Andrew P. Leynes^{1,2} and Peder E.Z. Larson^{1,2}

Deep learning has found wide application in medical image reconstruction, transformation, and analysis tasks. Unlike typical machine learning workflows, MRI researchers are able to change the characteristics of images that are used as inputs to deep learning models. We proposed an algorithm that allows us to visualize the “ideal” input images that would provide the least error for a trained deep neural network. We apply this visualization technique on a deep convolutional neural network that converts Dixon MRI to synthetic CT images. We briefly characterize the optimization behavior and qualitatively analyze the features of the “ideal” input image.

Deep neural networks have found large use in medical imaging on different applications: image segmentation, lesion detection, image reconstruction, image modality transformation, etc. Typically, machine learning practitioners only have control over the models that they use for supervised learning: the input data and labels are pre-defined and fixed. However, magnetic resonance imaging scientists have a large degree of control over the images that are used as inputs to deep learning models.

Researchers
can visualize the behavior of image classification deep neural networks through
the use of saliency maps^{1}. The limitation of these saliency maps is that
they are only applicable to classification networks. These cannot be directly
applied to networks that have an image as an output since saliency maps are
computed based on derivatives of the output score (scalar) with respect to the
input pixels. Directly applying saliency maps to image outputs means computing
a derivative for every output pixel, and specific output pixels in themselves
do not determine accuracy in prediction.

In this
abstract, we propose an optimization-based method to solve for the ideal inputs
to a trained neural network for a particular target output; this is analogous
to the maximum-class-activation saliency map but for an image output. We
examine a deep convolutional neural network that generates a synthetic CT image
from Dixon MRI input^{2}. We qualitatively describe the features of the ideal
MRI to potentially tune the image acquisition.

A deep
convolutional neural network for generating synthetic CT images from Dixon
in-phase, Dixon fractional fat, and Dixon fractional water images was used^{2}.
The network architecture is shown in Figure 1.

In the class
model visualization procedure for an image classification model^{1}, the
optimization objective was:

$$\underset{I}{\arg\max} \space S_c(I) + \lambda ||I||_2^2$$ (eq. 1)

where

$$S_c(I) = f(I; \bar\omega)$$

and $$$f$$$ is the trained deep neural network and $$$\bar\omega$$$ are the parameters of the trained network.

We restate this for an image output as:

$$\underset{I}{\arg\max} \space ||f(I; \bar\omega)-y||_1 +\lambda_1 ||\text{ReLU}(I-1.0)||_2^2+\lambda_2||\text{ReLU}(-I)||_2^2$$ (eq. 2)

where $$$\bar\omega$$$ are the parameters of the trained deep neural network shown in Figure 1, and is the target ground-truth CT image patch. In other words, we solve for the input image $$$I$$$ for the deep convolutional neural network $$$f$$$ that matches the ground-truth CT image patch $$$f$$$ as closely as possible. The additional terms penalize input image values outside the range 0.0 to 1.0.

We solved the optimization problem above (eq. 2) using the L-BFGS optimization algorithm (learning rate=1.0, max. iterations=20, number of gradient steps=100) and was implemented in PyTorch (v.0.4.1). We investigated the effect of different image initializations on the optimization: (1) a random uniform noise image with range 0.0 to 1.0, (2) a uniform image with all zeros, and (3) the corresponding patient Dixon MRI. Furthermore, we analyze the qualitative features of the calculated optimal input.

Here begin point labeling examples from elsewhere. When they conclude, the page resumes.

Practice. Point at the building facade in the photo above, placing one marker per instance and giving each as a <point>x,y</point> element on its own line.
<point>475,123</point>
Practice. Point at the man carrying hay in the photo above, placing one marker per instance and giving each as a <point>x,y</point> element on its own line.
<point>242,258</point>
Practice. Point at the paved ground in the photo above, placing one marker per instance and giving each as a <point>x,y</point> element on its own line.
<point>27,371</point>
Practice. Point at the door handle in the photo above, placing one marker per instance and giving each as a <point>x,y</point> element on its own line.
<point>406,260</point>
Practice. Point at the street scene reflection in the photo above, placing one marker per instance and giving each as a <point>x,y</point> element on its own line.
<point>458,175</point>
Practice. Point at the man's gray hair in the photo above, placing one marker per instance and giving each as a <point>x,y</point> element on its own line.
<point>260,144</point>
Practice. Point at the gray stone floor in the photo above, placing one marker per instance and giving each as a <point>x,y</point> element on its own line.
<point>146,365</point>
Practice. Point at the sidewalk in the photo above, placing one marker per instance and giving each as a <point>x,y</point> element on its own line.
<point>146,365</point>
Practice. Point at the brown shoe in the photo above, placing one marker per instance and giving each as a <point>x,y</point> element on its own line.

Figure 2 shows the effect of initialization to the computed optimal input image. Since the network is non-linear, the optimization has several local minima that produce a good synthetic CT image. Uniform noise initialization appears to produce Dixon fractional fat and fractional water images that still appear to be noise, but produce good synthetic CT images. Initialization with a uniform image with all zeros produces MRI with very low image intensities. Since we are interested in improving the MRI acquisition parameters, we further analyze images initialized from patient MRI.

Figure 3 shows the optimal MRI images around the femoral head and spine. We observe that the Dixon fractional fat and fractional water images between patient MRI and optimal MRI look very similar. However, the Dixon in-phase of the optimal MRI is much sharper suggesting that bone needs to be enhanced in the patient MRI acquisition to improve synthetic CT generation.

[1] K. Simonyan, A. Vedaldi, and A. Zisserman, “Deep Inside Convolutional Networks: Visualising Image Classification Models and Saliency Maps,” arXiv:1312.6034 [cs], Dec. 2013.

[2] A. P. Leynes and P. E. Z. Larson, “Synthetic CT Generation Using MRI with Deep Learning: How Does the Selection of Input Images Affect the Resulting Synthetic CT?,” in 2018 IEEE International Conference on Acoustics, Speech and Signal Processing (ICASSP), 2018, pp. 6692–6696.